All at once, we’re there. The end of the road, the northwestern-most tip of the Aupouri Peninsula, the northern end of the North Island of New Zealand, the Meeting Place, where the Tasman Sea meets the Pacific Ocean in a swirl of currents.
We have little time to dawdle, since it’ll be dark in only a few hours, and the first campsite, called Twilight, is eight miles away. Vern shoots video of the two of us walking to the lighthouse at the end of a long spit of land. A pole of myriad signs point in all directions and we stand on opposite sides, a hand on the post, and a leg kicked out. Tokyo, Sydney, Los Angeles, the South Pole – and Bluff, my destination, one I’ll reach in five months.

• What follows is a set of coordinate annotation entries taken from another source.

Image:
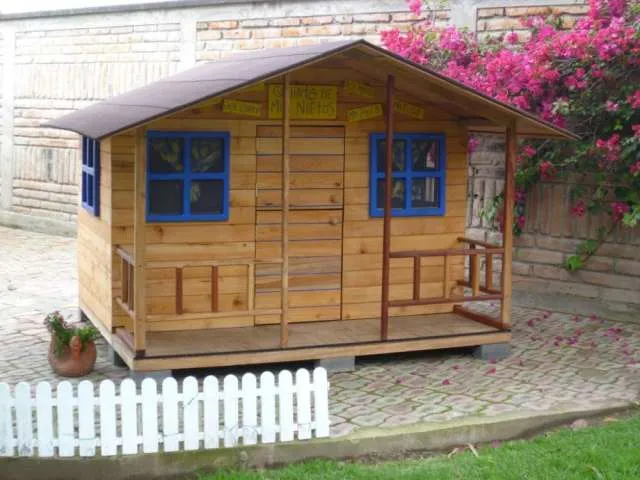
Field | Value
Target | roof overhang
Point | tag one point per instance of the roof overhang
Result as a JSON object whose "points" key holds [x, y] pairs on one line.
{"points": [[479, 112]]}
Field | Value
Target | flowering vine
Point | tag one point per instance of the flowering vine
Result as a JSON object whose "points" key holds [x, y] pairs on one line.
{"points": [[586, 79]]}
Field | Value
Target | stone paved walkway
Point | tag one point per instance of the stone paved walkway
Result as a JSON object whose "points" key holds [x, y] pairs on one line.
{"points": [[557, 358]]}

It’s time to say goodbye before retracing our steps from the lighthouse back up towards the Te Paki Coastal Track, another sign warning us the track is hard to follow at high tide, and that it’ll likely take us four-and-a-half hours to get to Twilight.
The sky clears above a wide track through flax and yucca, azure waves in long rows crashing beneath us as we rise up on high cliffs. Black clouds move along the shoreline; the sun in this ozone-free part of the world, baking hot. My feet sink into soft sand before we cross on sharp rock, timing the tides just right to pass over myriad tide pools.